Vanishing Interest in Reading Books

Reading culture is slowly disappearing in Kashmir

Kashmiris decide not to read … and receding reading culture pushes libraries out of work

Zehra Shafi (Kashmir Images)

Srinagar: The sad reality about gradual decrease in book-reading habits in the Valley may not evoke the kind of reaction it deserves from the masses but the trend, as many fear, may lead to ‘No Books’ soon.

Reading has always been a passion for some people -- be it children, youngsters or elderly. But this passion is eventually decreasing day by day in the Kashmir Valley where people seem too busy with their routine jobs that they hardly get time to read books.

Officials from the City Central Library confirm that there has been a steady decline in the reading culture.

To drive this point home, they site that in the year 2007, the total number of borrowers was 15,200 which slowly came down to 10,000 in 2008.

Talking to ‘Kashmir Images’, Deputy Director Libraries, Bashir Ahmad Khan said that the City Central library alone has a rich collection of different genres but still the response is not so good.

“At present, there are about 28,481 books available in the library including academic books, fiction, non-fiction, etc., but still people visit the library occasionally,” he regretted.

When asked about the reason, Khan said that since the inception of Internet, people have got so attracted to it that they hardly step into the libraries. He agrees that Internet being the fast information medium has proved very tempting.

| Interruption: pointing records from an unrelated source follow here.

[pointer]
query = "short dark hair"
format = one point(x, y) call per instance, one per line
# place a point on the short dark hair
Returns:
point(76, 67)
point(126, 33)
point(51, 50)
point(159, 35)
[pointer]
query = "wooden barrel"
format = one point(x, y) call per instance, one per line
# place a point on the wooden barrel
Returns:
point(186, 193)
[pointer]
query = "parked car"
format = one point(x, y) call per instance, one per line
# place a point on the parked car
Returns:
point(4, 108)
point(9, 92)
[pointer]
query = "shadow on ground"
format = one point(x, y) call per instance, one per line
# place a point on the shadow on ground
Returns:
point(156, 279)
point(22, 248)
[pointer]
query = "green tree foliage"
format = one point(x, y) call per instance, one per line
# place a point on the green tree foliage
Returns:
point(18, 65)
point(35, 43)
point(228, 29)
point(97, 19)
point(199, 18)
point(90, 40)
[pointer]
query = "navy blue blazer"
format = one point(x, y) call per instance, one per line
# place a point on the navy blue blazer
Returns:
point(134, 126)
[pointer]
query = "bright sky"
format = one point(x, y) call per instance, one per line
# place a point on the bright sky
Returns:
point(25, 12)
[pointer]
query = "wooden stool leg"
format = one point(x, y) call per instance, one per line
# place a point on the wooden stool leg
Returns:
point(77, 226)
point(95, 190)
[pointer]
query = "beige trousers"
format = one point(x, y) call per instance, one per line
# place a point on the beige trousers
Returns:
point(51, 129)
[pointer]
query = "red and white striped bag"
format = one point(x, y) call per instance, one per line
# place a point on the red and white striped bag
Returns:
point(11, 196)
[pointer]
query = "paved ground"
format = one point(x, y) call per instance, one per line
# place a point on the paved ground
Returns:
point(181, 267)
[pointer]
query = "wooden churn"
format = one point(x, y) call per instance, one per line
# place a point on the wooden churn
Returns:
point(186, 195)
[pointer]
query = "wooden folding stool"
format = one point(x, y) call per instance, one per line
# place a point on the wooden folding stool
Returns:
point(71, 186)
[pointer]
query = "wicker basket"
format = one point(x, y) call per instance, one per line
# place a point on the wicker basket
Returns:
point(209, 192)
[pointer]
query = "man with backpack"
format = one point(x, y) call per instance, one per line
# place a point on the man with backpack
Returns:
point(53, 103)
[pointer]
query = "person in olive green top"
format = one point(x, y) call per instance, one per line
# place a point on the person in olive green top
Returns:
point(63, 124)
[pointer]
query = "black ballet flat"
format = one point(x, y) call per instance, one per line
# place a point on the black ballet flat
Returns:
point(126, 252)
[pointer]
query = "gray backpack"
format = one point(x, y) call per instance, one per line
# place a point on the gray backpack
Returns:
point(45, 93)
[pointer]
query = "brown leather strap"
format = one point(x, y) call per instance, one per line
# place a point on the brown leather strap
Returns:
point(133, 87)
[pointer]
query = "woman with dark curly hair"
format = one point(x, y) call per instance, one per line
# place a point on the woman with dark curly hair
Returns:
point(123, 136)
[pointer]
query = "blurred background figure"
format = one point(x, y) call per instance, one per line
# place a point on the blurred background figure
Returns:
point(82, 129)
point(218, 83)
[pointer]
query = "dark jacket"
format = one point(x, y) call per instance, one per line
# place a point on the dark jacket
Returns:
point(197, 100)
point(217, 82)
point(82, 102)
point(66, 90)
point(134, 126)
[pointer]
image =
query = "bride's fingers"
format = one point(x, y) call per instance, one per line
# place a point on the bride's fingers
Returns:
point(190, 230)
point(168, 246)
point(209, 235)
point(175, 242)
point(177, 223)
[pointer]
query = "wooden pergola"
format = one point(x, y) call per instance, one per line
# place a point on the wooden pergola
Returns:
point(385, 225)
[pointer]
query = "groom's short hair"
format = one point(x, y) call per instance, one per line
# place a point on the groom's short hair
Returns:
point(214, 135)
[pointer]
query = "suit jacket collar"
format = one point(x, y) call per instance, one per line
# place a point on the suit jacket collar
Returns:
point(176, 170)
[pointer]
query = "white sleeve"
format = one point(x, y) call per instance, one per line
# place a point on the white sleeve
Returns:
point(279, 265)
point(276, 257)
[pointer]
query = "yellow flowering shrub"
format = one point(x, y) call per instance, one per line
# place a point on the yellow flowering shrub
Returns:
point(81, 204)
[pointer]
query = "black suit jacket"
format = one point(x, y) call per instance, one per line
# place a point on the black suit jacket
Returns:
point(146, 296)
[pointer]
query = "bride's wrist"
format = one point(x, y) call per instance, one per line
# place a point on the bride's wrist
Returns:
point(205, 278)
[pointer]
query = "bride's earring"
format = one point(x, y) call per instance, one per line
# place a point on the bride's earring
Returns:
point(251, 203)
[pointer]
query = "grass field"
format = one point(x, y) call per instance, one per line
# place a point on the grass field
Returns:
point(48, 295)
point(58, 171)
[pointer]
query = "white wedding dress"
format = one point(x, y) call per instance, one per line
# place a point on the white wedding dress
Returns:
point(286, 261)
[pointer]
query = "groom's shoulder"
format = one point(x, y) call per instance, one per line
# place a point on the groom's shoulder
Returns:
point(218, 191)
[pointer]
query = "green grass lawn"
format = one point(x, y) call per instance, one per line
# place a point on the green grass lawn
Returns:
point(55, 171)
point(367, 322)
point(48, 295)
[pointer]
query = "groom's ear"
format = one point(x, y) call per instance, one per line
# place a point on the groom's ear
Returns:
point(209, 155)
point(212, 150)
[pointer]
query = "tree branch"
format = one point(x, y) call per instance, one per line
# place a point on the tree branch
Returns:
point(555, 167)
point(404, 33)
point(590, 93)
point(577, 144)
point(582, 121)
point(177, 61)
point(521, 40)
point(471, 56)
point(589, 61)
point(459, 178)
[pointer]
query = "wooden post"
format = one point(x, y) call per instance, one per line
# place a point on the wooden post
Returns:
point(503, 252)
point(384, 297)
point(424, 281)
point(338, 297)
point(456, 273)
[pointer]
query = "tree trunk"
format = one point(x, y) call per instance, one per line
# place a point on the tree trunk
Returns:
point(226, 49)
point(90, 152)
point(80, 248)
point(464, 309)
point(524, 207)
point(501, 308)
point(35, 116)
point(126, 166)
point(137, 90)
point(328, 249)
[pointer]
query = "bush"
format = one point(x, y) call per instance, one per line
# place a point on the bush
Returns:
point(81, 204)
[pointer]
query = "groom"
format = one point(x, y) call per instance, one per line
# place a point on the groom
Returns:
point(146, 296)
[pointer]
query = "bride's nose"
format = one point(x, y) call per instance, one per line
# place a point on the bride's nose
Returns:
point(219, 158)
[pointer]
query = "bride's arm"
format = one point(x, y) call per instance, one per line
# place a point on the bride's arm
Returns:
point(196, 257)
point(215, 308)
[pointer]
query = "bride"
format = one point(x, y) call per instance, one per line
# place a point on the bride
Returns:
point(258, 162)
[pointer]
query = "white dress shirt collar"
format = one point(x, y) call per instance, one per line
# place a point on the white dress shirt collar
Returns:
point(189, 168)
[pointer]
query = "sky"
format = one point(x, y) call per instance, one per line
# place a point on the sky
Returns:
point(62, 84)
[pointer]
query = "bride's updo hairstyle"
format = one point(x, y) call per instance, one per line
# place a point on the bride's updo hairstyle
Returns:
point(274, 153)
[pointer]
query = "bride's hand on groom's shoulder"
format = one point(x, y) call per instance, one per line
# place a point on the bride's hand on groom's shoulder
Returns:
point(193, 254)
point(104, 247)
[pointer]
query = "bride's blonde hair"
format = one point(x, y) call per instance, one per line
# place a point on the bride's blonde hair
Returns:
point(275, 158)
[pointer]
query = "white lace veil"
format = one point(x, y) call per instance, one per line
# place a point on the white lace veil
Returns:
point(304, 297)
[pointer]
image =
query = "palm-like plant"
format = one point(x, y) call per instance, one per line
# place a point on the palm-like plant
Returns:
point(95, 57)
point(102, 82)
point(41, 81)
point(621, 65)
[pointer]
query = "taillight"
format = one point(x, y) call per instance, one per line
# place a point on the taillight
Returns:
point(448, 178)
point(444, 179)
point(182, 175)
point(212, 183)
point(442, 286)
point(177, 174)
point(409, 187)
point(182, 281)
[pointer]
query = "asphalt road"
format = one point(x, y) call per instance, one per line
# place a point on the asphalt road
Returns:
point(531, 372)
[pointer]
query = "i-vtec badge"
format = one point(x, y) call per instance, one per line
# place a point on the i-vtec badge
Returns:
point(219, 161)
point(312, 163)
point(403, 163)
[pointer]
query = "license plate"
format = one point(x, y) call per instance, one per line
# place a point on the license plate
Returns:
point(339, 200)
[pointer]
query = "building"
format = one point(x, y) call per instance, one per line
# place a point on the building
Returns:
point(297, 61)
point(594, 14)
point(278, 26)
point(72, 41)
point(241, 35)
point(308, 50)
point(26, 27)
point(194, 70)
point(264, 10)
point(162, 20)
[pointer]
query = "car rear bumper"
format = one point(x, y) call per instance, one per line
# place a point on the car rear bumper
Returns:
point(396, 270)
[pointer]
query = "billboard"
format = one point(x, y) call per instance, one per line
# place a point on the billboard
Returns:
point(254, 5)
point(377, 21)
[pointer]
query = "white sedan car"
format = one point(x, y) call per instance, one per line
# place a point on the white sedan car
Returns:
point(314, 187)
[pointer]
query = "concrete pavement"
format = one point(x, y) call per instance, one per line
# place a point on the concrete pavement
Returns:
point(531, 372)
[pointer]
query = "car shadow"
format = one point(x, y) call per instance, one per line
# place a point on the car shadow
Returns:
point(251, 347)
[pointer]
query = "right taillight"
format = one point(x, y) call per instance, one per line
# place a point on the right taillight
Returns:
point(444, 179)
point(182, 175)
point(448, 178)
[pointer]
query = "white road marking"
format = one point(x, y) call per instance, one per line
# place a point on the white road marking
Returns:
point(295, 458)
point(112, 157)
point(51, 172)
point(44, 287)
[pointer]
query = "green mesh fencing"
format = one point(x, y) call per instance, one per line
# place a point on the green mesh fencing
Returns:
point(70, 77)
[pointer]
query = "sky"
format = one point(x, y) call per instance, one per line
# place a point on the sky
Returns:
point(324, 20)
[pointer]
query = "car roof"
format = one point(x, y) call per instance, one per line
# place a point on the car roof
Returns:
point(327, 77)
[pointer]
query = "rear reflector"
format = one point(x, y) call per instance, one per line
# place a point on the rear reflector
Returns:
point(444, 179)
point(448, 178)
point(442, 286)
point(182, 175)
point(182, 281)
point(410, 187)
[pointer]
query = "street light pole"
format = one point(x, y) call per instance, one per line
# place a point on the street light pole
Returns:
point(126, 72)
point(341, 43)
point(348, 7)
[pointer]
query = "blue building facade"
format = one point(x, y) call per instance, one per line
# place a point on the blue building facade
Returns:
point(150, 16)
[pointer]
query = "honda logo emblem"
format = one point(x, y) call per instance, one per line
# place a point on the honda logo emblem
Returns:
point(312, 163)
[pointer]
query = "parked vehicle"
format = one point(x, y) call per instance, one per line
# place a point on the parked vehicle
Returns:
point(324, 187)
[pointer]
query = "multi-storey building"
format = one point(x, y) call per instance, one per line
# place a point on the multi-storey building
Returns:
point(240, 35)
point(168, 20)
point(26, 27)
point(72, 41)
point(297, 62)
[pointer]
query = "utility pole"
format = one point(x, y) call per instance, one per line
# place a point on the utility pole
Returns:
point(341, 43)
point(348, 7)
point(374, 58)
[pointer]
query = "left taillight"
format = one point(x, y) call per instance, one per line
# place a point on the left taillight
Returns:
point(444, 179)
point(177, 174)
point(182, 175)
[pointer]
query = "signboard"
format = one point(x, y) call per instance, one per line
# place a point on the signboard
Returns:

“The mushrooming of Internet has affected the readership to a great extent. But there are still some people who enjoy reading books,” Khan immediately adds a rider.

He says people have their own tastes and they have love for certain books. “Despite the technology boom, the habit of this section of readership has remained more or less unaffected,” Khan adds.

Other officials including the library staff at CCL say that students who are already overburdened with academic books “don’t get extra time to read books stuffed in public libraries.”

A miniscule chunk of students, however, come in winters to borrow or read books in the libraries reading room, they said.

Booksellers also agree that there is decline in the reading culture. The owner of Gulshan Books, says, “Nowadays e-mailing and social networking is on high. People spend hours on internet browsing and chatting, and obviously this time is a drain on the chunk which otherwise would have gone into book reading.”

He said sometimes young people come to his shop asking for the books by some celebrated authors.

Zaffar Ahmad, another bookseller also agrees that the reading culture is “definitely decreasing”.

“Frequent strikes and shutdowns have also affected the readers as well as the sales of books. The sales of competition-oriented books, for instance, are worst affected due to strikes; students are not able to buy them in time (when they need them) and thus they remain untouched on our shelves.”